Schon kurz nach seiner Entführung ergibt sich für Schmiedledick die Möglichkeit, ins heimatliche Mondwies zurückzukehren. Er aber beschließt, bei den Zigeunern zu bleiben, um den Geist zu erlösen. Ja, er betrachtet sogar die Kinder der Familie, Jenö, Imre und Maria Matuya, als seine Stiefgeschwister. Den gängigen "pädagogischen" Klischees solcher Geschichten zufolge hätte Schmiedledick seine neue Familie nun zu einem "anständigen" Leben bekehren müssen. Das aber hat Elisabeth Walter dem Leser erspart. Schmiedledick, selbst ein Außenseiter in seinem Heimatdorf, akzeptiert die Lebensweise der Familie Weinberg, ohne sich jedoch anzupassen. Immer wieder versetzen ihn die Zigeuner in Erstaunen mit ihrem offenen Umgang mit ihren Gefühlen und mit ihrer tiefen Gläubigkeit. Als die kleine Maria Matuya getauft werden soll, besteht Schmiedledick darauf, dass dies "der Pfarrer von Freiburg" machen müsse. Er wandert von Lehen zum Münsterplatz und spricht einen hohen Würdenträger an, den er für den Pfarrer hält. Und so kommt es, dass Maria Matuya vom Erzbischof getauft wird und den Verleger Herder zum Taufpaten bekommt. Man lasse sich das einmal auf der Zunge zergehen: Ein als "rassistisch" klassifizierter Roman, in dem damals real existierende Honoratioren Angehörigen einer verfemten Minderheit (die sie dies ja schon vor 1933 war) eine hohe Ehre erweisen! Dies dürfte damals in manchen Kreisen zu nicht unerheblicher Empörung, zumindest zu Verstimmung, geführt haben.

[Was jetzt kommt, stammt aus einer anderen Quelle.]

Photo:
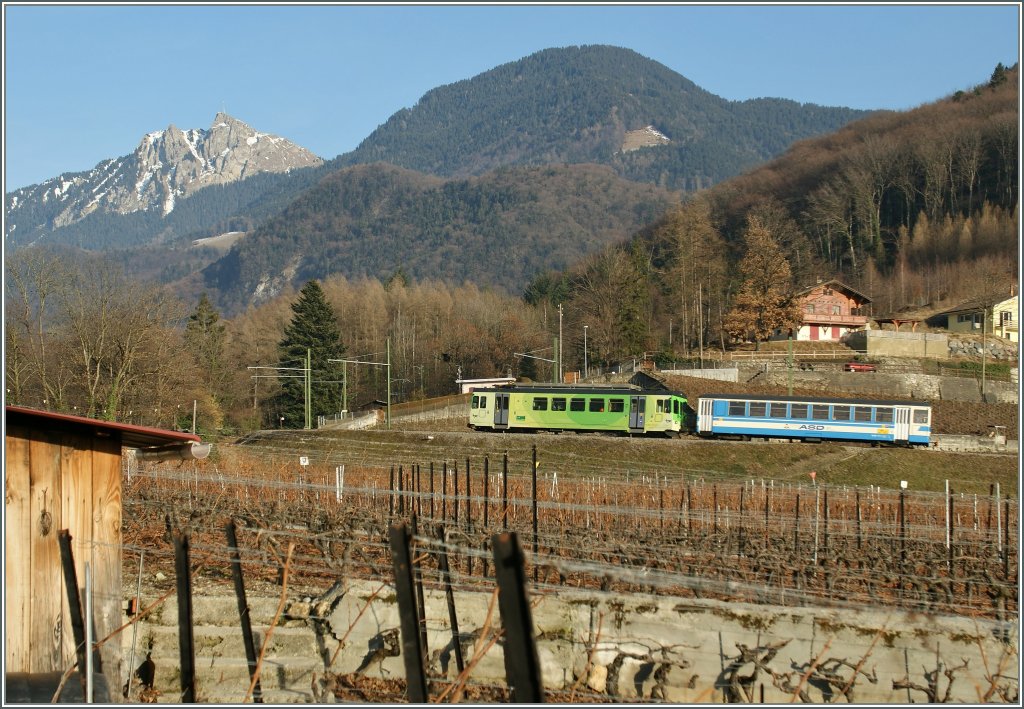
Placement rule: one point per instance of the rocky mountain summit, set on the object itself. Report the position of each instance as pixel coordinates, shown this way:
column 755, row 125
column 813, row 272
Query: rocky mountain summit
column 167, row 165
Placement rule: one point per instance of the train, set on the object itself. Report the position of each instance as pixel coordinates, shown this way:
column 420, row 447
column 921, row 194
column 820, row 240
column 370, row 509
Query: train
column 624, row 410
column 627, row 410
column 813, row 418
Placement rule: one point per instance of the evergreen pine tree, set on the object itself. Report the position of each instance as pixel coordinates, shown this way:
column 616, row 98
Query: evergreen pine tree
column 313, row 327
column 205, row 338
column 766, row 300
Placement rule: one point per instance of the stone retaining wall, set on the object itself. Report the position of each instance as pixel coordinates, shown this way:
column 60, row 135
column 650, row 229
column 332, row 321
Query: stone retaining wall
column 633, row 647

Ausgerechnet die "Heimatlosen" vermitteln Schmiedledick die Heimat, durch sie lernt er das badische Land kennen; er begreift, dass "Heimat" mehr ist als ein kleines Dorf im Hotzenwald, auch wenn seine Sehnsucht immer Mondwies gilt. Schmiedledick lernt wie besessen; gierig nimmt er die geologische und kulturelle Geschichte Badens in sich auf – und vor allem lernt er, quasi parallel zu seiner Autorin, vieles über Menschen. Diese Heimatverbundenheit ist für manche Kritiker wohl ebenfalls ein Indiz, dass der "Schmiedledick" in eine bestimmte politische Ecke einzuordnen ist. Da braucht es dann nur noch ein paar Zitate aus alten Volkssagen, in denen germanische Götter vorkommen (Thor hatte nach dem Tode Baldurs das Elztal mit einem Hammerschlag geschaffen), und das Urteil ist perfekt.

Freilich, den "Schmiedledick" darf man ebensowenig unreflektiert lesen wie "Robinson Crusoe". Zu sehr wird man, vor allem im ersten Teil der Geschichte, mit etlichen unsäglichen Klischees konfrontiert. Hier braucht es in – hoffentlich erscheinenden – Neuauflagen eine ausführliche Kommentierung, wie sie inzwischen auch bei Defoes "Robinson Crusoe" üblich ist. Wer jenem aber nicht den Rang eines Klassikers abspricht, dürfte sich schwertun, dem "Schmiedledick" diesen Status zu verwehren.

Mehr noch: Sollte Elisabeth Walter mit dem "Schmiedledick" tatsächlich versucht haben, Angehörige einer Minderheit zu diffamieren, ist ihr dies gründlich misslungen – kaum ein Leser wird umhin kommen, die Familie Weinberg und Großmutter Mindel (die in ihrer Persönlichkeit zuweilen an Terry Pratchetts "Oma Wetterwachs" erinnert) mitsamt ihren ganzen Eigenheiten zu mögen.